PIPELINE

Within the DataTask realm, a pipeline is a sequence of jobs which can be dependant to each others.

Building a pipeline

Gitbox pipeline representation

The construction of a pipeline relies on a pipeline.json file which resides in a directory task in the set up gitbox

Pipeline.json

Here, an example of a pipeline.json

{
    "name":"userlvi",
    "original":"SparkPipeline",
    "tasks":[
        {
            "name" :"createcluster",
            "namespacetask":"etl/create_dataproc_cluster",
            "run-if-error": false,
            "env": [
                {"name":"cluster_region", "value":"europe-west1"}
            ]
        },
        {
            "name" :"dataprocjob",
            "namespacetask":"etl/charges_dataproc",
            "dependance": ["createcluster"],
            "run-if-error": false,
            "env": []
        },
        {
            "name" :"deletecluster",
            "namespacetask":"etl/delete_dataproc_cluster",
            "dependance": ["dataprocjob"],
            "run-if-error": true,
            "env": []
        }
    ]
}

Description of fields :

  • name: (String) name of the pipeline

  • original: (String) name of the whole task

  • tasks: List of dicts, represents the jobs to deploy. Every dict is made of a:

    • name: String, represents the name of the job.

    • namespacetask: String, represents the gitbox directory task as shown here.

    • dependance: If set or present, contains a list of dependent jobs. Every single one has to be finished before the named job starts.

    • run-if-error: By default, "run-if-error" is set to false. If it is confgurer to true, the task will be launched in any case, even if the pipeline is in error.

    • env: List of dicts (name, value which have to be Strings). Defines the environment variable of the task. If the list is composed of at least one element, the variables of the task’s manifest.json will be overridden by those of this list.

Launch a pipeline (UI)

In the DataTask portal, select New pipeline

cookbook6 1

And arrive in this run pipeline page

cookbook8 2

The procedure consists of 3 steps:

Step 1 : The loading of a pipeline.

In this window you have two choices :

  1. Deploy your own pipeline from the "From the git" section

    1. Enter the name of the git repository.

    2. Enter the name of the directory containing the pipeline.json file.

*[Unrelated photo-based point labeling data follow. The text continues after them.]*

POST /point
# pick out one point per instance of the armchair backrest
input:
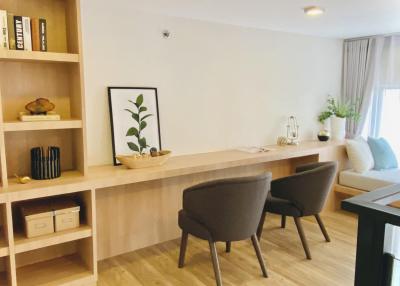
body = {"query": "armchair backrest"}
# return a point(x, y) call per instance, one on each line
point(308, 189)
point(230, 208)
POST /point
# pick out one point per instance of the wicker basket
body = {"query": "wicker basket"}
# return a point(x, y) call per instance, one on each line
point(137, 162)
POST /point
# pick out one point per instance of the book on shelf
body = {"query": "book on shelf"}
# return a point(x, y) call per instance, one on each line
point(26, 22)
point(11, 31)
point(3, 30)
point(19, 33)
point(39, 34)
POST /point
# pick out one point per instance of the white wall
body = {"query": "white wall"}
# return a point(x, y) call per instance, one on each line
point(219, 86)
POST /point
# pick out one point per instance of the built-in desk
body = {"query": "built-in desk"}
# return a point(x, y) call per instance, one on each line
point(132, 209)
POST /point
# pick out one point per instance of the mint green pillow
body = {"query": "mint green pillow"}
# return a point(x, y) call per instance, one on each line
point(383, 154)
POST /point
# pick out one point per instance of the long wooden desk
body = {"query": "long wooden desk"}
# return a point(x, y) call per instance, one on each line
point(132, 209)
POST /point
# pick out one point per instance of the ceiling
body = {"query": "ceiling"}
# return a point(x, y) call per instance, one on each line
point(343, 18)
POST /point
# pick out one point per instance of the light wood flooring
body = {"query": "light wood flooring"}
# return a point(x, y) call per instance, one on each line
point(332, 264)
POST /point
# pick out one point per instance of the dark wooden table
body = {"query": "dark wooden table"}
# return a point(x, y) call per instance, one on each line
point(374, 212)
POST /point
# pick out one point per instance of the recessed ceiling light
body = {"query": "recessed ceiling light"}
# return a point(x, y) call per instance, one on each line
point(313, 11)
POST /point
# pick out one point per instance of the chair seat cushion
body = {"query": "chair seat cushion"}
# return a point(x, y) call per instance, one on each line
point(190, 225)
point(280, 206)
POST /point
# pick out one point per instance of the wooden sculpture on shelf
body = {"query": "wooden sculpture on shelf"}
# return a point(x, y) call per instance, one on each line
point(40, 109)
point(40, 106)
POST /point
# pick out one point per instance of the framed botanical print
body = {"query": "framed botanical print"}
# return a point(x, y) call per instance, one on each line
point(135, 122)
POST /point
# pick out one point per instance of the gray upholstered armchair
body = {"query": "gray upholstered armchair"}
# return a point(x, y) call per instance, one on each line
point(224, 210)
point(299, 195)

    3. Enter the name of the branch from which the pipeline.json should be retrieved.

    4. Click on the button to start loading the pipeline.json from the git.

    5. Follow the status of the loading.

  2. Deploying a pipeline from a template using the "From a template" section

    1. Select a service template.

    2. Click on the button to load it.

Step 2 : The editing of the pipeline (optional).

On this window you have the possibility to modify the pipeline before deploying it (this is an optional step).

  1. Click the edit button to unlock the window and make changes to the pipeline.

  2. Edit it. To validate it press the "Apply" button. In case of an error you can cancel your modifications by using the "Restore" button.

Step 3 : Run.

This step consists in launch the pipeline defined by the pipeline.json visible on the screen on the Kubernetes cluster.

  1. Select the namespace in which to deploy every tasks of the pipeline.

  2. Click the button to launch it.

  3. Follow the pipeline status by clicking on the link "follow the progress".

Pipeline state

On this page, you could see the status pipeline and the application logs regarding the pipeline

cookbook8 3

Display pipelines

You can display the pipelines within a selected namespace. But first, from the portal go to Pipelines list.

cookbook6 1

Then select your namespace to see the pipelines, if exist

cookbook8 4

You can click on a pipeline to see its last status

FYI

If you want to schedule a pipeline, you just have to launch a cronjob with a pipeline as a task.